In the book Automorphic Forms representations and L-functions(Corvallis), Borel and Jacquet wrote a document with the title "Automorphic Forms and automorphic Representations". Proposition 4.5 reads as follows.
${\bf Proposition\, 4.5}$ Let $f$ be a smooth function on $G(A)$ satisfying 4.2 (a),(b),(d). Then the following conditions are equivalent:
1) $f$ is an automorphic form.
2) For each infinite place $v\in V,$ the space $f \ast \mathcal{H}_v$ is an admissible $\mathcal{H}_v$-module.
3) For each place $v\in V,$ the space $f \ast \mathcal{H}_v$ is an admissible $\mathcal{H}_v$-module.
4) The space $f\ast \mathcal{H}$ is an admissible $\mathcal{H}$-module.
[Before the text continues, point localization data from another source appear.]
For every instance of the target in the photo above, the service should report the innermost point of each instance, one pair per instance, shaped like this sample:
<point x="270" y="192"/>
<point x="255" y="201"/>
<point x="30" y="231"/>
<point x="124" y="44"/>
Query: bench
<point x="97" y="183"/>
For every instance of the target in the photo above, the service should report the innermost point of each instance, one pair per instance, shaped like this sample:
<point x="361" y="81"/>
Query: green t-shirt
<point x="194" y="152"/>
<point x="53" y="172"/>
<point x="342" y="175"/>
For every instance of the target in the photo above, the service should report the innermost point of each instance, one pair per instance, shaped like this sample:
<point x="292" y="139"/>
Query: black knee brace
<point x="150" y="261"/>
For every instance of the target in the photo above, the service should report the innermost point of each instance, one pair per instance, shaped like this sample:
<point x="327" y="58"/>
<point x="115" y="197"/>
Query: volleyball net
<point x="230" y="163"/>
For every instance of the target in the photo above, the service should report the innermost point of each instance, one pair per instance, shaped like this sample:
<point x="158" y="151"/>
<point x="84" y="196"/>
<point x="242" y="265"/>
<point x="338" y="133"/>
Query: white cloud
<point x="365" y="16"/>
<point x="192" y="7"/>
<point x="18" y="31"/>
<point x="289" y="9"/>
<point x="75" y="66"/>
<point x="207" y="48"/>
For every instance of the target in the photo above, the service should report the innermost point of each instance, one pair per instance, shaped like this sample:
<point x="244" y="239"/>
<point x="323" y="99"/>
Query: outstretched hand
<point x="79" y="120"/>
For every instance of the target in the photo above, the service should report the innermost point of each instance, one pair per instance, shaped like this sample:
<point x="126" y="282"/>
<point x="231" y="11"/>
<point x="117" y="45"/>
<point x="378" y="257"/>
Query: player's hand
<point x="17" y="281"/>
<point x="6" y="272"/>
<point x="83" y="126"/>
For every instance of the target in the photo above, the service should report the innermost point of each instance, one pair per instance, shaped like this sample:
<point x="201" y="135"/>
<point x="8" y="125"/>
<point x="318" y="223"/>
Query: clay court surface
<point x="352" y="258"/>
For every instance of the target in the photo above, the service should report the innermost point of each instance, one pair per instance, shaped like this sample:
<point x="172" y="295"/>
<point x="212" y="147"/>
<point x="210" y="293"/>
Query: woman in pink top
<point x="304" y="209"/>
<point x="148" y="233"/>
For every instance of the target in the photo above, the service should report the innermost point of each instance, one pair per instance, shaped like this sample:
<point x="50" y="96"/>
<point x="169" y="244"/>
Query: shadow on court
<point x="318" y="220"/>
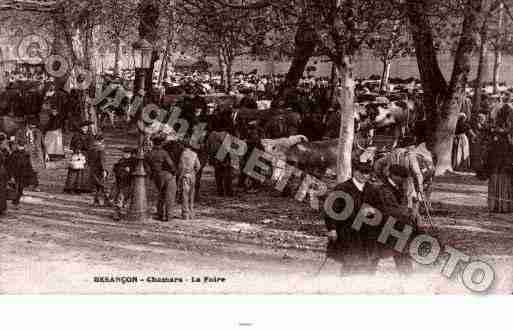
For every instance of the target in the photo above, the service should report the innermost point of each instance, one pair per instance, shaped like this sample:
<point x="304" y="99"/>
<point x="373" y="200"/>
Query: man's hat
<point x="361" y="166"/>
<point x="86" y="123"/>
<point x="400" y="171"/>
<point x="158" y="139"/>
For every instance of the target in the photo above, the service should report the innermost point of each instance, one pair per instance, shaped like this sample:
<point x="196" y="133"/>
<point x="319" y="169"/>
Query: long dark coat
<point x="20" y="168"/>
<point x="3" y="184"/>
<point x="352" y="247"/>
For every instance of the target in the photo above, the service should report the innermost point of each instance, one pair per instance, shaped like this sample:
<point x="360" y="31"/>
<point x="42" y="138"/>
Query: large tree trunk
<point x="223" y="70"/>
<point x="443" y="102"/>
<point x="345" y="97"/>
<point x="498" y="54"/>
<point x="305" y="44"/>
<point x="446" y="125"/>
<point x="226" y="62"/>
<point x="148" y="29"/>
<point x="433" y="81"/>
<point x="385" y="76"/>
<point x="496" y="70"/>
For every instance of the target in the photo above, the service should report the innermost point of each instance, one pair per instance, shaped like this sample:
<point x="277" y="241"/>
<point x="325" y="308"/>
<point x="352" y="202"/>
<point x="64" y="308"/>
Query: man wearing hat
<point x="53" y="135"/>
<point x="390" y="200"/>
<point x="123" y="170"/>
<point x="20" y="169"/>
<point x="163" y="173"/>
<point x="348" y="246"/>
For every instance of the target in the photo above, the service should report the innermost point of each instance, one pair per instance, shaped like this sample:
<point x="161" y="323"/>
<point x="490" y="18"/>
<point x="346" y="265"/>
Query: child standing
<point x="188" y="167"/>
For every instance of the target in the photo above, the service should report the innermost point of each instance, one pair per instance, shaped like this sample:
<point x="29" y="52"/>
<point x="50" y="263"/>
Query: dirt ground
<point x="255" y="243"/>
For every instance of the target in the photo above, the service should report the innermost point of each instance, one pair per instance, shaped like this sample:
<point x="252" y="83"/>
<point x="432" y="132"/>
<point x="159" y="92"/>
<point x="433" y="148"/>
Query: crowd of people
<point x="483" y="143"/>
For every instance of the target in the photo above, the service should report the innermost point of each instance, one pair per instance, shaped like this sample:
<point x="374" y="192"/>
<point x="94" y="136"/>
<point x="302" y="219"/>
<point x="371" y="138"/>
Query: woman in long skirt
<point x="500" y="164"/>
<point x="77" y="181"/>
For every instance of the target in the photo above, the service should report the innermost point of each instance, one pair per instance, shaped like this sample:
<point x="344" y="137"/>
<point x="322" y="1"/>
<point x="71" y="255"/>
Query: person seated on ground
<point x="249" y="101"/>
<point x="390" y="199"/>
<point x="122" y="190"/>
<point x="345" y="245"/>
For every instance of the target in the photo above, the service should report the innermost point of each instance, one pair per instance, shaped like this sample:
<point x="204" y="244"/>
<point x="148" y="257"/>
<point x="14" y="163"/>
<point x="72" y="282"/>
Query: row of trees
<point x="301" y="29"/>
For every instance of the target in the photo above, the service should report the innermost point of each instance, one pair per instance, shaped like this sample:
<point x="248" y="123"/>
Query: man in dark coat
<point x="98" y="171"/>
<point x="391" y="200"/>
<point x="123" y="171"/>
<point x="78" y="181"/>
<point x="20" y="169"/>
<point x="348" y="246"/>
<point x="163" y="174"/>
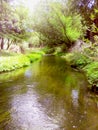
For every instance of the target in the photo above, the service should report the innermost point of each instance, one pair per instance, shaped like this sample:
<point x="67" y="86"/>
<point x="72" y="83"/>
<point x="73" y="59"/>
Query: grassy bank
<point x="18" y="61"/>
<point x="85" y="63"/>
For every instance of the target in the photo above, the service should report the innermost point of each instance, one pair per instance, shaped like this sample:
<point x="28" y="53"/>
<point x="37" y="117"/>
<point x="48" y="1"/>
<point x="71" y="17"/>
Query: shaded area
<point x="49" y="95"/>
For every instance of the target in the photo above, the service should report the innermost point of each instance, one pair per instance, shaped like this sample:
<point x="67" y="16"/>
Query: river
<point x="48" y="95"/>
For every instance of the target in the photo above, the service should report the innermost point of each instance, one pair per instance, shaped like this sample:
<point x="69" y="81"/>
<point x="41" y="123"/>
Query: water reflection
<point x="49" y="95"/>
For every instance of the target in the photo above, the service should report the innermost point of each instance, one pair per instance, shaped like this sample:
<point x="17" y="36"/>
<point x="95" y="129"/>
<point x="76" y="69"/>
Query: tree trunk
<point x="2" y="43"/>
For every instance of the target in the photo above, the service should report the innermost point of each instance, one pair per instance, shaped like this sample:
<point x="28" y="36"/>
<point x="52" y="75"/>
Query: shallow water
<point x="48" y="95"/>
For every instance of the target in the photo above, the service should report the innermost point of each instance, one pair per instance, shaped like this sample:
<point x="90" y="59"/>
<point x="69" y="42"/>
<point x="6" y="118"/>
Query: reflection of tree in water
<point x="62" y="94"/>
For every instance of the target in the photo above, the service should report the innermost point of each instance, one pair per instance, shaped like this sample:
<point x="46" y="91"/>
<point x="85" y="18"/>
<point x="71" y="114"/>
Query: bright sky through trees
<point x="31" y="4"/>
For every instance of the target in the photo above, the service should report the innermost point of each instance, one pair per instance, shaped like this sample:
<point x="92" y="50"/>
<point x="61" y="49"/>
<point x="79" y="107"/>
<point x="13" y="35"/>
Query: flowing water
<point x="48" y="95"/>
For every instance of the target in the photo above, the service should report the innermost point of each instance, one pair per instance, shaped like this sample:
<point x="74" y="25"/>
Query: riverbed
<point x="48" y="95"/>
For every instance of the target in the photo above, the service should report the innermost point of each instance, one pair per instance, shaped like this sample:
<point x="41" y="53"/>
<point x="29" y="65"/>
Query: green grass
<point x="14" y="62"/>
<point x="92" y="73"/>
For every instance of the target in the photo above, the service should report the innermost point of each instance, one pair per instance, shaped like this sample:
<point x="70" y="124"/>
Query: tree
<point x="56" y="26"/>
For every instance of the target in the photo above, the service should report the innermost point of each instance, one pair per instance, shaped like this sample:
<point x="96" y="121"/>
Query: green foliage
<point x="92" y="72"/>
<point x="15" y="62"/>
<point x="34" y="56"/>
<point x="56" y="26"/>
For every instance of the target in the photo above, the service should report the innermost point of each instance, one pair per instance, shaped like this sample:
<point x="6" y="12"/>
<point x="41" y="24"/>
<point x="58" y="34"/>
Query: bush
<point x="13" y="62"/>
<point x="92" y="72"/>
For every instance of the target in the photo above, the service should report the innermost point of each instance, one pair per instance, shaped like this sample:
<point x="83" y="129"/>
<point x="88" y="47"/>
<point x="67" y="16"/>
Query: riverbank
<point x="85" y="63"/>
<point x="9" y="63"/>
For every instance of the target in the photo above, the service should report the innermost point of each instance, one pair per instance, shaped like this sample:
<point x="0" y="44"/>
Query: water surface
<point x="48" y="95"/>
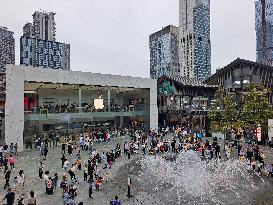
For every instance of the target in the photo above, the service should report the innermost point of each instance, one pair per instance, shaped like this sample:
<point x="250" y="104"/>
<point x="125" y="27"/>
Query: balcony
<point x="79" y="116"/>
<point x="73" y="113"/>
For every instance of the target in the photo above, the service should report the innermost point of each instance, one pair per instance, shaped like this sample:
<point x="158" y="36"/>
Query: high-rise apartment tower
<point x="164" y="57"/>
<point x="7" y="48"/>
<point x="38" y="45"/>
<point x="194" y="39"/>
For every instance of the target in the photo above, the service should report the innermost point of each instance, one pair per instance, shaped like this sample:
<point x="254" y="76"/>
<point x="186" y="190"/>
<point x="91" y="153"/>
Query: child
<point x="55" y="181"/>
<point x="79" y="164"/>
<point x="106" y="177"/>
<point x="15" y="182"/>
<point x="11" y="162"/>
<point x="41" y="170"/>
<point x="253" y="164"/>
<point x="11" y="148"/>
<point x="16" y="148"/>
<point x="85" y="172"/>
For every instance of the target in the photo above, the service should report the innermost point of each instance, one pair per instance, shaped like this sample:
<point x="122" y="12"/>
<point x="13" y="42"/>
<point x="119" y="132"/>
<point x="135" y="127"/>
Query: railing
<point x="87" y="109"/>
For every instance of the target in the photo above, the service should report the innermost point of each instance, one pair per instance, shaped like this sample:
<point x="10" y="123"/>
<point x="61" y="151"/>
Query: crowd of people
<point x="96" y="171"/>
<point x="74" y="108"/>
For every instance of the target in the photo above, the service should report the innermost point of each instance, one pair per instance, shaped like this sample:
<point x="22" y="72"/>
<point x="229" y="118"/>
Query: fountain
<point x="191" y="180"/>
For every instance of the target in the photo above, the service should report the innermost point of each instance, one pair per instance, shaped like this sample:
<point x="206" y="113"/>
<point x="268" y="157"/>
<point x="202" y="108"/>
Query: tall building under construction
<point x="264" y="31"/>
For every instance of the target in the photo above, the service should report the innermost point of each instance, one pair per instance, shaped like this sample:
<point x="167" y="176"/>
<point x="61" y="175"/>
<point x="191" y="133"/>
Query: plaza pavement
<point x="29" y="161"/>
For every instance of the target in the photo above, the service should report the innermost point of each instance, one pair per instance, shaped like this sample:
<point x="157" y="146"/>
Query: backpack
<point x="115" y="202"/>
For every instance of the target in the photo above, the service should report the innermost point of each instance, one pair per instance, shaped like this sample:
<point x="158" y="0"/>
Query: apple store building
<point x="46" y="100"/>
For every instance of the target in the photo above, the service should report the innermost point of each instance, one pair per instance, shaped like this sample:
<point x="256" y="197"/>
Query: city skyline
<point x="92" y="52"/>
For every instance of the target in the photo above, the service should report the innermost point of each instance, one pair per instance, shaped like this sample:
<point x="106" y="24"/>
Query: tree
<point x="224" y="114"/>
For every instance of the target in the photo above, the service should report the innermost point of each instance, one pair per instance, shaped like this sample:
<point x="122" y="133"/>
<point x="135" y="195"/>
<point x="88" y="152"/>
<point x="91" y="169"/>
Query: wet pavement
<point x="146" y="187"/>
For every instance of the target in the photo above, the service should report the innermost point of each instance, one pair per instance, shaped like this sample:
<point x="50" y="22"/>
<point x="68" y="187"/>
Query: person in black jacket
<point x="7" y="177"/>
<point x="10" y="197"/>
The condition 4.2 (a) means that $f$ is invariant on the left under $G(Q)$. Condition 4.2 (b) means that $f*\xi=f$, for some $\xi \in \mathcal{H}_{\infty}$ and d) is the growth condition. So in order to establish that this is an automorphic form we need to verify 4.2 c), namely there exists an ideal $J$ of finite codimension on $\mathcal{Z}(\mathfrak{g})$ such that $f\ast J=0$.
My question: Why admissibility implies the existence of an ideal $J$ as above? Jacquet Borel say it is trivial but it is not trivial for me.
Admissibility (more precisely, admissibility at primes above infinity, i.e. condition 2) in your list) means that $f$ generates an admissible representation under the real points of the group $G$, or, more-or-less equivalently, under the action of the Lie algebra $\mathfrak g$, generates an admissible $(\mathfrak g,K)$-module.
But a finitely generated admissible $(\mathfrak g, K)$-module $M$ is always annihilated by a finite codimension ideal $J \subset \mathfrak Z(\mathfrak g)$, i.e. always has a generalized central character.
This follows from the fact that $M$ is generated (by assumption) by finitely many of its $K$-isotypic pieces, each of which is finite-dimensional. Thus $M$ is generated by a finite-dimensional $\mathfrak Z( \mathfrak g)$-invariant subspace. But the annihilator of such a subspace is actually the sought-after ideal $J$.